Four current and former DHS officials also confirmed with CR that McAleenan was one of the driving forces behind the Trump administration’s decisions not to implement expedited removal.  According to current law, every illegal immigrant is to be deported without any review by an immigration judge unless they can prove to the satisfaction of an immigration officer that they have resided here for two consecutive years. Lawless policies of past administration led to regulations that limit expedited removal to just those at the border within 14 days, and even then, it is seldom used. Just five days after taking office, President Trump issued an executive order (sec.11c) directing his DHS secretary to properly follow the statutory framework of expedited removal. That was squelched by McAleenan.

Now, it’s clear that not only does McAleenan think every illegal immigrant is entitled to adjudicate his incursion into the country, in contravention to existing law, even those who who’ve gone through that gratuitous process should not be deported.

The upshot of the border crisis is that all the keys lie not in changing current law but changing current policies that undermine the letter and intent of our immigration laws. The president doesn’t need Congress for that. He doesn’t need Congress to rescind Obama’s amnesty. He doesn’t need Congress to stop issuing work permits to bogus asylees. He doesn’t need Congress to more aggressively deploy the military against the cartels and designate the cartels as terrorists.  He doesn’t need Congress to enforce an 1182(f) shutoff of all asylum requests until the backlog is cleared, a policy that any sensible administration would have done long ago.

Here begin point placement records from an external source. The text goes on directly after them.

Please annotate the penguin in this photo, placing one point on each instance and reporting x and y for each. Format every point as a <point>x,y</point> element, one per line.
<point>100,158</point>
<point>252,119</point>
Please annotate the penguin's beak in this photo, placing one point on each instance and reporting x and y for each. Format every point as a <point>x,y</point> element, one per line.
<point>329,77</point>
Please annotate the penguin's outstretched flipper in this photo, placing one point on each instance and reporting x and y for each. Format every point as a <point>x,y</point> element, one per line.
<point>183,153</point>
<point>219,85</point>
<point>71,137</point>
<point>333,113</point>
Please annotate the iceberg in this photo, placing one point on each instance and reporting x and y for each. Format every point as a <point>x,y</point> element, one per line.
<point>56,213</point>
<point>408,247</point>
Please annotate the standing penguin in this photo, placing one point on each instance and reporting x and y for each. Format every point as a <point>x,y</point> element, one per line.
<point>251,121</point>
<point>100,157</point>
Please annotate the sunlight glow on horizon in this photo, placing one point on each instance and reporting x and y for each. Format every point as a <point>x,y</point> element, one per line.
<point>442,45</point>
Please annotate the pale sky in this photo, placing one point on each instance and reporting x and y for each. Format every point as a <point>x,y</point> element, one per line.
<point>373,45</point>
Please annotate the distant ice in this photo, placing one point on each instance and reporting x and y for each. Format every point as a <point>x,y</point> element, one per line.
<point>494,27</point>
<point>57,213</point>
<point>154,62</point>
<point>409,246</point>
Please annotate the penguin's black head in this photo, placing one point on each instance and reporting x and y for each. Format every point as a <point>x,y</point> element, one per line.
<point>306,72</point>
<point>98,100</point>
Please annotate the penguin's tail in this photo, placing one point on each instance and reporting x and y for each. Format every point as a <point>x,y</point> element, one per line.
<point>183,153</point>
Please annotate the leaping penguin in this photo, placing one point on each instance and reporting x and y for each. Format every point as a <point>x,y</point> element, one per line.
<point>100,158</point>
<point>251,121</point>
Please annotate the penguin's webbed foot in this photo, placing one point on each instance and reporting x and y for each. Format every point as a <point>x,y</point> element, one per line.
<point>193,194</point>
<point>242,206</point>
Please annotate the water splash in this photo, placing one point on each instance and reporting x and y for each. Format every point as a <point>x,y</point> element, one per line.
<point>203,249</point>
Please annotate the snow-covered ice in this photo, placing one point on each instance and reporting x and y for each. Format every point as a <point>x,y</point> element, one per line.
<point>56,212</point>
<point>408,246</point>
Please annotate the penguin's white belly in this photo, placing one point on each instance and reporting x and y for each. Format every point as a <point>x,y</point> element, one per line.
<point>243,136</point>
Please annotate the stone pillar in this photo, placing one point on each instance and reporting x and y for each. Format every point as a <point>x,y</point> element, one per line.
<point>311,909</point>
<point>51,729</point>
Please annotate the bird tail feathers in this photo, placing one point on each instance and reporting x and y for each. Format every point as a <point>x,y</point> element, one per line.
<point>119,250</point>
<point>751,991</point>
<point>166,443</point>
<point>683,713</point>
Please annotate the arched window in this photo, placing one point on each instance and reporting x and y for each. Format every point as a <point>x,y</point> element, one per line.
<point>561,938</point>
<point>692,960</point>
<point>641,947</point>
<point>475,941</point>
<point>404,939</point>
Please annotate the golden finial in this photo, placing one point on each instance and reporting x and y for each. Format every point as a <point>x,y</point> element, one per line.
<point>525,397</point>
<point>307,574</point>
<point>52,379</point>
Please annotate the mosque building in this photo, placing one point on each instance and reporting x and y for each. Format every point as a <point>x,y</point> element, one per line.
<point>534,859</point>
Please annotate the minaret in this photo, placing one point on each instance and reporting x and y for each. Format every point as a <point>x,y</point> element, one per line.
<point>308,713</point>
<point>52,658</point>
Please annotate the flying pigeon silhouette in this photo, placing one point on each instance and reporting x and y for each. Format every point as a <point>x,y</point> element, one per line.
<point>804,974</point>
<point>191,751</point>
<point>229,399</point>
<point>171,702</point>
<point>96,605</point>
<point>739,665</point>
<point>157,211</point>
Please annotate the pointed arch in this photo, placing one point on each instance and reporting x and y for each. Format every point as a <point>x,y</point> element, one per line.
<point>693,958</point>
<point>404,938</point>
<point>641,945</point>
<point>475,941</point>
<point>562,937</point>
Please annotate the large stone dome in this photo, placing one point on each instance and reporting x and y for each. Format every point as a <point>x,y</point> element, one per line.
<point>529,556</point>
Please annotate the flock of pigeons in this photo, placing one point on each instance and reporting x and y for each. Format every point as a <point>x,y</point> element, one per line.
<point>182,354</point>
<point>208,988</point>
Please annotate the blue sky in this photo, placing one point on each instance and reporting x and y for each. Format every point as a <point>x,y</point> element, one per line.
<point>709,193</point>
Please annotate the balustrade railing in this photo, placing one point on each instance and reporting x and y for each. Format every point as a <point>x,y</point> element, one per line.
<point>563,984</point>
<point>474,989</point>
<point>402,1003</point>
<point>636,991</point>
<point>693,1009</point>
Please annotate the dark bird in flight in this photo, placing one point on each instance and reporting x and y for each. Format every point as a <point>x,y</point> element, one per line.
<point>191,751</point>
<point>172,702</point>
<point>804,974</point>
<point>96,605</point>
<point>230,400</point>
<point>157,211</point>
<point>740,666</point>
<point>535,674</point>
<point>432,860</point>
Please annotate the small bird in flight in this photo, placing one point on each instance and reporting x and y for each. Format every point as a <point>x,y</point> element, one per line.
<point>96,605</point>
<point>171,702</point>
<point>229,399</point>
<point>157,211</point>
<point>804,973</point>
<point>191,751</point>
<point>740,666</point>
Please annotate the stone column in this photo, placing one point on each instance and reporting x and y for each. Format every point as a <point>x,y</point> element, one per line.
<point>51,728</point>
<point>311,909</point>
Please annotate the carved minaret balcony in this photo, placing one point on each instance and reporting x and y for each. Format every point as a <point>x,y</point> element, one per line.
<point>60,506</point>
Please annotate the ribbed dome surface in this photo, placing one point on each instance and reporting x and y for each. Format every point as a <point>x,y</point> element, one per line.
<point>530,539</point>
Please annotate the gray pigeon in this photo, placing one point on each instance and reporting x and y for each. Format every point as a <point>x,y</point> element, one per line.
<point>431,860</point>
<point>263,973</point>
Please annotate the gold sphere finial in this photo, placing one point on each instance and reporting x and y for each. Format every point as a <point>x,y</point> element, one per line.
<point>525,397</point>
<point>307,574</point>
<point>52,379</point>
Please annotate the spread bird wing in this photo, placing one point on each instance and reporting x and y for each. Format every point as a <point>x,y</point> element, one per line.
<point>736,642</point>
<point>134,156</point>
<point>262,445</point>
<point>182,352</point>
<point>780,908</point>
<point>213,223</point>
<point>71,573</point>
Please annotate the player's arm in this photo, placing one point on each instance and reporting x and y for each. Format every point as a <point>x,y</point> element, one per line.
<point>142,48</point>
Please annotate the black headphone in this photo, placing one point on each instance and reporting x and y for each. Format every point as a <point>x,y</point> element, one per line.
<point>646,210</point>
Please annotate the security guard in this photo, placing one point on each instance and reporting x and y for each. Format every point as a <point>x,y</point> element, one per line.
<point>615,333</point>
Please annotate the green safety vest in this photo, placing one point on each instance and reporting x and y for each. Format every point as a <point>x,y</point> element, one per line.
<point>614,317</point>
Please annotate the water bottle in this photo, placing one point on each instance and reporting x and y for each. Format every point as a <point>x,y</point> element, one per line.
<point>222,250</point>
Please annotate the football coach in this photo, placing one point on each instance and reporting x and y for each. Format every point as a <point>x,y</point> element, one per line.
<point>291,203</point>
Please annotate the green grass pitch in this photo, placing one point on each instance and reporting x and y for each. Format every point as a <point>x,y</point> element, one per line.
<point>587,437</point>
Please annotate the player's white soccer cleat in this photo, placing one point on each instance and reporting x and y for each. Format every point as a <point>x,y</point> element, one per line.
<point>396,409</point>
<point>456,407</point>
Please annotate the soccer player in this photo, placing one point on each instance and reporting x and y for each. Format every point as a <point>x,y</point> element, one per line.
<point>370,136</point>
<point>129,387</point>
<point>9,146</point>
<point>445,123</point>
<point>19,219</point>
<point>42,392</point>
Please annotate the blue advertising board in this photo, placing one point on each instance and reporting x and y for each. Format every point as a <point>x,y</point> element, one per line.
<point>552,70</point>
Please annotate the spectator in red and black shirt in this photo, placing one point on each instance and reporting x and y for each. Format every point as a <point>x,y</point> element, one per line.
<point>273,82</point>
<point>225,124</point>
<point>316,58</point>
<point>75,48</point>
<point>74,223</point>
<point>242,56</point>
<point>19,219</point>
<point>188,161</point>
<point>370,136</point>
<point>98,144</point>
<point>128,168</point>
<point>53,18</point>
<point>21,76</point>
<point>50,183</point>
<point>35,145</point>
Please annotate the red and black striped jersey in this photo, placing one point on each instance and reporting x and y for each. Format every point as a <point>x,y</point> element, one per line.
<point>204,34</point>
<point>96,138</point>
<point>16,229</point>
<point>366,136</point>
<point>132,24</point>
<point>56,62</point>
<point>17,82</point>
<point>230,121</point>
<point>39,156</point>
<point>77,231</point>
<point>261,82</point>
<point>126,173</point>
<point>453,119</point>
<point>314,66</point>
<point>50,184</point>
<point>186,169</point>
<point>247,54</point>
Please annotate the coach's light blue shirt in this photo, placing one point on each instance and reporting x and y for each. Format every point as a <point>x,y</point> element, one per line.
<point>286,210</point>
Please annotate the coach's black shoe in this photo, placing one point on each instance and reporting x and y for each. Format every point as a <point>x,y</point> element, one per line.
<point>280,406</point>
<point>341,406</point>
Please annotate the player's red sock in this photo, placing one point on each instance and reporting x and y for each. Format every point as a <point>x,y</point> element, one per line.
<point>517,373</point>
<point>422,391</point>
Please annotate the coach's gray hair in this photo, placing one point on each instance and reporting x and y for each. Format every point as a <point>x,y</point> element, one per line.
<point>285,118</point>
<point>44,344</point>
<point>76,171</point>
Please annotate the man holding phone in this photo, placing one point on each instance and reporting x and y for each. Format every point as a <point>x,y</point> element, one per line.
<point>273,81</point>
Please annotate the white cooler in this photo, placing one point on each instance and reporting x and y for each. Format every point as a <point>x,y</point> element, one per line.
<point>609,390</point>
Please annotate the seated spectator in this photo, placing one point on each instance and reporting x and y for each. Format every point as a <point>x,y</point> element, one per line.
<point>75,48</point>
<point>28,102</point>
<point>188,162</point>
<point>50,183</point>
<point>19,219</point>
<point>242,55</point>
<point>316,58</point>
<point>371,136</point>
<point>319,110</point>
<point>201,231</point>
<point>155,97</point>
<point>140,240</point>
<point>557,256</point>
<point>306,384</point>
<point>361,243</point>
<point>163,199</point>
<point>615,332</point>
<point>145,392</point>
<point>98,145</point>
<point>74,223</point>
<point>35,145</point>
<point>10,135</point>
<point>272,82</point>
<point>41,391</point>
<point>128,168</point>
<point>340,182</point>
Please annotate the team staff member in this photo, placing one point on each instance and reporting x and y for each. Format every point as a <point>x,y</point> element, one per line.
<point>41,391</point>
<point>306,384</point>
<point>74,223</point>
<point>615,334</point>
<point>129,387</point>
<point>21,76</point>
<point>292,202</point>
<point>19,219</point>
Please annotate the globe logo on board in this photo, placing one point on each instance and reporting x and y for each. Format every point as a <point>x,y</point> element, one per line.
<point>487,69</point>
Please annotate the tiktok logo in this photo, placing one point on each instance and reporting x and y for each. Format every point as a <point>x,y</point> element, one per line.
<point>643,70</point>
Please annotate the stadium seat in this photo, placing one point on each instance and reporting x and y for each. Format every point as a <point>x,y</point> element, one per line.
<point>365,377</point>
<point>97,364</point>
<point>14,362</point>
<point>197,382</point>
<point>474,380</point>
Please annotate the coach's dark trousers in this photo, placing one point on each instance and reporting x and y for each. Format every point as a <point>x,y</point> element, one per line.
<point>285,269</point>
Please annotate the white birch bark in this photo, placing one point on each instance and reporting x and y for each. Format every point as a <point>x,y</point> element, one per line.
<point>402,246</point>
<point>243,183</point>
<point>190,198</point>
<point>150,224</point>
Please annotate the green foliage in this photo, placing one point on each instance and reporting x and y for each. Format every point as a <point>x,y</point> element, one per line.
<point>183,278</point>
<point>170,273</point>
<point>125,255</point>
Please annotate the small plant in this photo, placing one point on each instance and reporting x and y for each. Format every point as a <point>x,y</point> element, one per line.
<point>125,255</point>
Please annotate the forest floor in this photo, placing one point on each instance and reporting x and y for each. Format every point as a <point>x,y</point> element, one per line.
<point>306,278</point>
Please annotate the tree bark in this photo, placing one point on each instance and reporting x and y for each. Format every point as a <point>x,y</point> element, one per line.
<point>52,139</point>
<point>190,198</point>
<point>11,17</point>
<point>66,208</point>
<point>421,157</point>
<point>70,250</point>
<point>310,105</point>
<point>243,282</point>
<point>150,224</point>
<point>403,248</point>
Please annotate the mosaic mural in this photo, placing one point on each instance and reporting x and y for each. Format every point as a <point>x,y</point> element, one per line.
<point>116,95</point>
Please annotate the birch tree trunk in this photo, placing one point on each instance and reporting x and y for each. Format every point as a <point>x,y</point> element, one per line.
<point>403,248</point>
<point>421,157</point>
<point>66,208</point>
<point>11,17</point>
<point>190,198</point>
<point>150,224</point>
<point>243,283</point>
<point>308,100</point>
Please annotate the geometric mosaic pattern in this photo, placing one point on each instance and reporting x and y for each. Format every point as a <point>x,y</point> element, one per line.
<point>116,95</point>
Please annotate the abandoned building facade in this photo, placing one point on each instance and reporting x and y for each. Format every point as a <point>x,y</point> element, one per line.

Indeed, the commander-in-chief of our military who controls entry and commerce into the country doesn’t need Congress to deter and defend against a strategic invasion from the cartels. And with regards to contagious diseases, just on that account alone, law requires that these people be stopped at the border.

What Trump needs is administrative officials who share his values across all the relevant departments and agencies. That begins with the top gun at DHS.